By Idrees Ali and Andrea Shalal

WASHINGTON  (Reuters) -- The U.S. Defense Department would protect spending on operations and readiness if Congress fails to pass a budget for fiscal 2016, leaving procurement programs to shoulder most of the impact, the Pentagon's chief arms buyer said Tuesday.

Defense Undersecretary Frank Kendall said a long-term continuing resolution would maintain spending at last year's levels. That could cause the department to break multi-year agreements with companies and result in expensive penalties, he said.

Kendall was speaking at an event in Arlington, Virginia, at Defense One, a publication that covers the military.
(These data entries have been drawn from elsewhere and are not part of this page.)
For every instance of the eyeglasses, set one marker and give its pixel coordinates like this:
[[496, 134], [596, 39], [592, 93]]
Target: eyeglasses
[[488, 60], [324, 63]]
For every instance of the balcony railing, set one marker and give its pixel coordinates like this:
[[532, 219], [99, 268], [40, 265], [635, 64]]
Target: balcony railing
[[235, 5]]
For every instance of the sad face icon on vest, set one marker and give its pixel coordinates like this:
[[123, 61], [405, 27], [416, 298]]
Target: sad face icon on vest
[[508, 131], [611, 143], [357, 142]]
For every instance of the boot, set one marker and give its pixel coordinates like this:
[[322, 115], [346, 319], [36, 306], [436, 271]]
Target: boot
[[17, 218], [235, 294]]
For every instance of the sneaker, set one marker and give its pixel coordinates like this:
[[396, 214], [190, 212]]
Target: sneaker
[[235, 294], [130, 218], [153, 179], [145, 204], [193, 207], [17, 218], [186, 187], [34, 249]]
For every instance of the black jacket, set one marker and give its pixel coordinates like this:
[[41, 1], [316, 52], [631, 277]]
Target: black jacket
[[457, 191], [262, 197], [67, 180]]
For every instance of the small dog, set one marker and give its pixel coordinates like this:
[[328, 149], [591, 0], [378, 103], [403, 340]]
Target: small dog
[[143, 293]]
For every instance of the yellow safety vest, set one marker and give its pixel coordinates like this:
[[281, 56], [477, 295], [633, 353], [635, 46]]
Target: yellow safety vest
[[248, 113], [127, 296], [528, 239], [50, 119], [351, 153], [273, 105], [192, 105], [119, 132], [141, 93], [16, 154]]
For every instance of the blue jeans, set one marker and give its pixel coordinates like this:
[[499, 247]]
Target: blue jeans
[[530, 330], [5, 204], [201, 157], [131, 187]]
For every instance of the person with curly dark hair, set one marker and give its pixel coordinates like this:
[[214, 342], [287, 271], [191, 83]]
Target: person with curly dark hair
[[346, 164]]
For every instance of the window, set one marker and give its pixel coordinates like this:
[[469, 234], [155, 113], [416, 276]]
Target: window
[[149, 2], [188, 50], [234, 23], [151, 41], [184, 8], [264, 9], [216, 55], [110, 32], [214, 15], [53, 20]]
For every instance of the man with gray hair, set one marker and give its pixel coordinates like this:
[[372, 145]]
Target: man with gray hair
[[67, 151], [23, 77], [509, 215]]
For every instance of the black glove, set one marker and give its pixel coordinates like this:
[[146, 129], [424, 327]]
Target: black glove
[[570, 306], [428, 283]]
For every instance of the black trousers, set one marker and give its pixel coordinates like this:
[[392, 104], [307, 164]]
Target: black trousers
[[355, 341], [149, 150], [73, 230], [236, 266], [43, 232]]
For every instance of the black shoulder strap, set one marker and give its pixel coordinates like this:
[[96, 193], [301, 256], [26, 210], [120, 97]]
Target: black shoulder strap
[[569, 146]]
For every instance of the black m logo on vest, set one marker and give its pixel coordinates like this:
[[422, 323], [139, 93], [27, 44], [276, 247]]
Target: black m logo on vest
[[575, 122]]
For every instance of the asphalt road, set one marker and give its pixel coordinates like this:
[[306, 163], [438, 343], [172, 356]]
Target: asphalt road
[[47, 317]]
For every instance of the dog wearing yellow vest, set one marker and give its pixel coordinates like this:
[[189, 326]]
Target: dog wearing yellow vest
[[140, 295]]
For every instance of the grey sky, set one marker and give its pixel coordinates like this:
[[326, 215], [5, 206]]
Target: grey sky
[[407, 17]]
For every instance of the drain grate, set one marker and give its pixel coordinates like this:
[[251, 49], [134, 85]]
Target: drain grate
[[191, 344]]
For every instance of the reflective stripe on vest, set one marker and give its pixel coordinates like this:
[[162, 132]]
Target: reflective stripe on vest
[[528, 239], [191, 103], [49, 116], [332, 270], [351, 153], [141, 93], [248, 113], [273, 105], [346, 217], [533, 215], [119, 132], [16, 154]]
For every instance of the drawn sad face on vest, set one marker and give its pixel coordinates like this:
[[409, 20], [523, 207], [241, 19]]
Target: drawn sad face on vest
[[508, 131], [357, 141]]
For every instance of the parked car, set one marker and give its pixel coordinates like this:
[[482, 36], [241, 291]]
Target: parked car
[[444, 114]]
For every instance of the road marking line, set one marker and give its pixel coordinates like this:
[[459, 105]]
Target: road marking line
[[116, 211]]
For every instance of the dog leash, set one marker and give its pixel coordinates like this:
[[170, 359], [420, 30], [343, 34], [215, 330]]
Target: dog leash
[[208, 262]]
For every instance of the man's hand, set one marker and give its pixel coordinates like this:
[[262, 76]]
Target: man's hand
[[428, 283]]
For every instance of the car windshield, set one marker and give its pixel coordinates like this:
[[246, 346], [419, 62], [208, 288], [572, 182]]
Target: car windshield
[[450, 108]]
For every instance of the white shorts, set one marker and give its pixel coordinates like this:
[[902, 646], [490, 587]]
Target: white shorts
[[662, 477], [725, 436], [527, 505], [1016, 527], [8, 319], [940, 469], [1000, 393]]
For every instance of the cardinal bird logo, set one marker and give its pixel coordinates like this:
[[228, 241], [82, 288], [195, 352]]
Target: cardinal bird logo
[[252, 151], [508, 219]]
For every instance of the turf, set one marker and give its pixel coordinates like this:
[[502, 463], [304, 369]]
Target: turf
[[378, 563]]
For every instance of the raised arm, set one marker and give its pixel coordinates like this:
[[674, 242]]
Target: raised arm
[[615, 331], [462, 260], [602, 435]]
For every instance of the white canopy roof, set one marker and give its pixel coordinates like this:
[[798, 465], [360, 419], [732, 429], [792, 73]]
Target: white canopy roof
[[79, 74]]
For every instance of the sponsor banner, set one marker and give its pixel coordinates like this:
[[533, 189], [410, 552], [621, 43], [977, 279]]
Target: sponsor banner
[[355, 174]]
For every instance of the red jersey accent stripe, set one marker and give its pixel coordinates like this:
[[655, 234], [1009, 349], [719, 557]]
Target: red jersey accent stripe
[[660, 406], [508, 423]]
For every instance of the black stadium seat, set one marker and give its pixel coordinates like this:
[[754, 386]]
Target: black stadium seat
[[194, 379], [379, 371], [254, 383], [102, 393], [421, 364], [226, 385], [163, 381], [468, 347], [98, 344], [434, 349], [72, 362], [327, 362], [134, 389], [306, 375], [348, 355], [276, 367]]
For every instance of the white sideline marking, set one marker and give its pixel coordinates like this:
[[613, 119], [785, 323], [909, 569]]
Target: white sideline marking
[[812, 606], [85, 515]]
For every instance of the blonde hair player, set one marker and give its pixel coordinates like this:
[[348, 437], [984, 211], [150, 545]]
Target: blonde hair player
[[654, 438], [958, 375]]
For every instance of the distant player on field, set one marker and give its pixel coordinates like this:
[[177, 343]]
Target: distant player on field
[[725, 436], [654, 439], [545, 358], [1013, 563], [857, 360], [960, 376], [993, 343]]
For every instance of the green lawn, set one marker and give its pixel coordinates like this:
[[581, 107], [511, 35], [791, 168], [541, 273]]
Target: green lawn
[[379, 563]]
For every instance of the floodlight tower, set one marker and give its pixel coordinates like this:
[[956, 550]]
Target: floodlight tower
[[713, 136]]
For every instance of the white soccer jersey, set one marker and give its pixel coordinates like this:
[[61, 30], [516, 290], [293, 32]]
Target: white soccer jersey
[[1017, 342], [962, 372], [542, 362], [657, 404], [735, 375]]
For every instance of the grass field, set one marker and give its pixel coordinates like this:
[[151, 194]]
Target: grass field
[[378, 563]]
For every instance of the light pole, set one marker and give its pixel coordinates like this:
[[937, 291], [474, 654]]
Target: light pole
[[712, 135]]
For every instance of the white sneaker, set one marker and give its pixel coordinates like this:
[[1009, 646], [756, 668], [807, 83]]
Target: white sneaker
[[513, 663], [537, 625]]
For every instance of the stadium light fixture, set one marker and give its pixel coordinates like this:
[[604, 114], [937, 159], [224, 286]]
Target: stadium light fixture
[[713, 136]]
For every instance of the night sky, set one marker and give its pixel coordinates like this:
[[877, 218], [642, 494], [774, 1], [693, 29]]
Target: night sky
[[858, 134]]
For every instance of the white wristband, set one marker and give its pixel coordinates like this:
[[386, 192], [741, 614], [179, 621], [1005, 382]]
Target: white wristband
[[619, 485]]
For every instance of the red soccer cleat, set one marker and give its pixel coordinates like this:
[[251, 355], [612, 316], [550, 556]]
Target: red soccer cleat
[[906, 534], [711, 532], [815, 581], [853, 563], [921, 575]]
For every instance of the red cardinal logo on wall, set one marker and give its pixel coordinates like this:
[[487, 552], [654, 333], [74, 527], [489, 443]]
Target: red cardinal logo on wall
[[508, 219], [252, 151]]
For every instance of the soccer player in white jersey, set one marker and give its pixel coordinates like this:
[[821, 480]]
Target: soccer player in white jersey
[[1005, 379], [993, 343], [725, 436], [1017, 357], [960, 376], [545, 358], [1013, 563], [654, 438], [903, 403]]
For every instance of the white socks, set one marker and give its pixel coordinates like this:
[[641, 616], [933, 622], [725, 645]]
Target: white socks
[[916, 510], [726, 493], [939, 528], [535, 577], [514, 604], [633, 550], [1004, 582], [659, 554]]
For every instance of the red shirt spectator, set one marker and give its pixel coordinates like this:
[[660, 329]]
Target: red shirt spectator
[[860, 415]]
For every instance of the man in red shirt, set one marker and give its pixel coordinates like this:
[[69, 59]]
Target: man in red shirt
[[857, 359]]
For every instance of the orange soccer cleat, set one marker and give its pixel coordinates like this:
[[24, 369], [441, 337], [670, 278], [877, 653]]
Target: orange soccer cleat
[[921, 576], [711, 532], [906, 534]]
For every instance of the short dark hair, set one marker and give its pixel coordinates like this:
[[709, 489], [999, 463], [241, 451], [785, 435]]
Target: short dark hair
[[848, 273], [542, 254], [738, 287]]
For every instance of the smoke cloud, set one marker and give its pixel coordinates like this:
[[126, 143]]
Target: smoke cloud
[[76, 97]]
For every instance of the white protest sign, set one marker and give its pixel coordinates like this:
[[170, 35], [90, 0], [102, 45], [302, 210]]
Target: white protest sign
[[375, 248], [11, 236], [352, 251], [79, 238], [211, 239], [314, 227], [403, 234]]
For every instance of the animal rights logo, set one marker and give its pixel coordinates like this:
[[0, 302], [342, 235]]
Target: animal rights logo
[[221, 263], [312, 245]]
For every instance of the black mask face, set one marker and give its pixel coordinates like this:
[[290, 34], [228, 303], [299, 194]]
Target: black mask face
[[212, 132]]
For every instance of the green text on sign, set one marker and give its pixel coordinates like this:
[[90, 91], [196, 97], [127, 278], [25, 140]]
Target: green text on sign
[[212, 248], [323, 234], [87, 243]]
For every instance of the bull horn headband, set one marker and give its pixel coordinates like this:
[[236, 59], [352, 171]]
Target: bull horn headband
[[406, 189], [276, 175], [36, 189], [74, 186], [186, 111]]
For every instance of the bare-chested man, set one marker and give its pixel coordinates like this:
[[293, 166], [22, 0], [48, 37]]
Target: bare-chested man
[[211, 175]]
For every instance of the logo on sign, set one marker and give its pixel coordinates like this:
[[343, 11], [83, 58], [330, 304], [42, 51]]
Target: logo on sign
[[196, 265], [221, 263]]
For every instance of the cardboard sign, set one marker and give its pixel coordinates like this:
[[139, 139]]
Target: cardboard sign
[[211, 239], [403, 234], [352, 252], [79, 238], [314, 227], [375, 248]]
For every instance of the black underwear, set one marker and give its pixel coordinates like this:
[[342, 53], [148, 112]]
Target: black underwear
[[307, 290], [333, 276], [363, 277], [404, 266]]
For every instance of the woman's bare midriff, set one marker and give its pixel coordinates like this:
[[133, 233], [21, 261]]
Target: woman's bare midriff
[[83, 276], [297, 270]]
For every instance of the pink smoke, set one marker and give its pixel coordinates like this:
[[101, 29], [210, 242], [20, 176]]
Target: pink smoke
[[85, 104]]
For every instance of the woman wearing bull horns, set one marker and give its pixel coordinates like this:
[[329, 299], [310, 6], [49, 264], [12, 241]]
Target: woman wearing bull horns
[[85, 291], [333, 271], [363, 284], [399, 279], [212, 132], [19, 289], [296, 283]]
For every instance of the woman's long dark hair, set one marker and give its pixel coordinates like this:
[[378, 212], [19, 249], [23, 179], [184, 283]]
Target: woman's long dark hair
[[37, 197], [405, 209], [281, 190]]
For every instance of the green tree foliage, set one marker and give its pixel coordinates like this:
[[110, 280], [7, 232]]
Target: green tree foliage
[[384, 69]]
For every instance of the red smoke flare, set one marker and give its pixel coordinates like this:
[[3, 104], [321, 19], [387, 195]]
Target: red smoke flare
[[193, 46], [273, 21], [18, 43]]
After the event, Kendall told reporters that he expected a defense authorization bill to be passed without the Overseas Contingency Operations (OCO) in it. The OCO, also known as the war fund, is money intended to fund ongoing wars and does not count against budget caps.

President Barack Obama has said he would veto the $612 billion defense authorization bill under consideration in the U.S. Senate, because of the "irresponsible way" it boosts military spending. The bill includes money for the OCO.

"If the bill is vetoed, my expectation is that part of the bill would be stripped out and the remainder of the bill would be passed," he said, referring to the OCO being taken out.

The Senate voted on Tuesday to limit debate on the bill, clearing the way for a vote on passage.

One lobbyist said lawmakers could potentially agree to carve out the OCO provisions and pass the policy bill to ensure that various acquisition and compensation reforms proceeded.

During the event, the acquisition chiefs for the different armed services spoke of their concerns about a continuing resolution and the impact it would have on their programs.

The top Army arms buyer, Heidi Shyu, said about 400 programs would be affected by a year-long continuing resolution. She added that they could not expand work on the Armored Multi-Purpose Vehicle (AMPV), awarded to BAE Systems Plc.

Sean Stackley, the Navy's arms buyer, said a yearlong continuing resolution or sequestration would have an $11 billion impact on the Navy.

Stackley said new starts would have to be slowed down including the George Washington aircraft carrier, refueling and complex overhaul, and the Navy TAO(X) oiler shipbuilding program.